Was für eine Kunst entsteht bei deiner Auseinandersetzung mit dem Thema Sprache?

Beispielsweise habe ich in Langzeitperformances Deutsch und Koreanisch als Medien benutzt. Mit brachialer Gewalt habe ich versucht, Sprache, Kultur und Volk in drei Monaten zu verstehen. Natürlich ist das unsinnig, aber es war ein sehr ernsthafter Versuch. Als ich 2008 Deutsch gelernt habe, habe ich drei Monate lang nur Deutsch gesprochen und den Prozess mit einem Video-Tagebuch begleitet. 2016/17 habe ich das Gleiche in Korea mit Koreanisch wiederholt. Das hatte natürlich eine andere Bedeutung, weil ich koreanische Wurzeln habe.

Inwiefern ist deine Kunst von deiner Biografie geprägt?

Wenn man mein Oeuvre betrachtet, gibt es zwar viele Themen und Medien, aber in allen Arbeiten geht es letztlich darum, mich selbst zu verstehen. Seit über 20 Jahren arbeite ich mit meinen Körper und meinem Bild.

Welche Reaktionen willst du auslösen?

Jedes Projekt hat ein anderes Ziel oder einen anderen Gedanken. Die Reaktionen überraschen mich dennoch immer. Obwohl es schwierig ist, den gesamten Kontext meiner Arbeiten sofort zu erfassen, versuche ich ein körperliches und ästhetisches Erlebnis beim Betrachter zu erzeugen.

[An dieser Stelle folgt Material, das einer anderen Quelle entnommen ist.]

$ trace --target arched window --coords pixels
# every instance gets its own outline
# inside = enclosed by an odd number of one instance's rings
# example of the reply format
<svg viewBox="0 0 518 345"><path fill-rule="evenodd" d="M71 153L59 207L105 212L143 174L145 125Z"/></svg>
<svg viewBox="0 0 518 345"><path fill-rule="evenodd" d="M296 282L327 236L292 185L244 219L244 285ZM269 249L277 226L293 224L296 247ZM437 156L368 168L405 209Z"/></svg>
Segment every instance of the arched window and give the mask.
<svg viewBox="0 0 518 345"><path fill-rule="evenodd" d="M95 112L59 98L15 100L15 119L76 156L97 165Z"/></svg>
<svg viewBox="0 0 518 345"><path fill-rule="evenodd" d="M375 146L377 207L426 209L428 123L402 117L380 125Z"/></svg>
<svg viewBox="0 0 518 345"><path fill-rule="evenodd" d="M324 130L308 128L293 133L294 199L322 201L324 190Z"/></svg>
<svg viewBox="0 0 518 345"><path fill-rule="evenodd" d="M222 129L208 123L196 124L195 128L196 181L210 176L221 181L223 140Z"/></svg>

Warum machst du bei Goldrausch mit?

Als ich vor neun Jahren aus den USA nach Berlin kam, musste ich bei null anfangen, mit der Sprache, mit der Kultur, mit dem Netzwerk. Ich bin stolz auf das, was ich seitdem erreicht habe, aber mir fehlte eine Verbindung zu Frauengruppen. Für mich als feministische Künstlerin ist eine solche Gruppe sehr wichtig, um sich gegenseitig in der von Männern dominierten Kunstwelt zu unterstützen.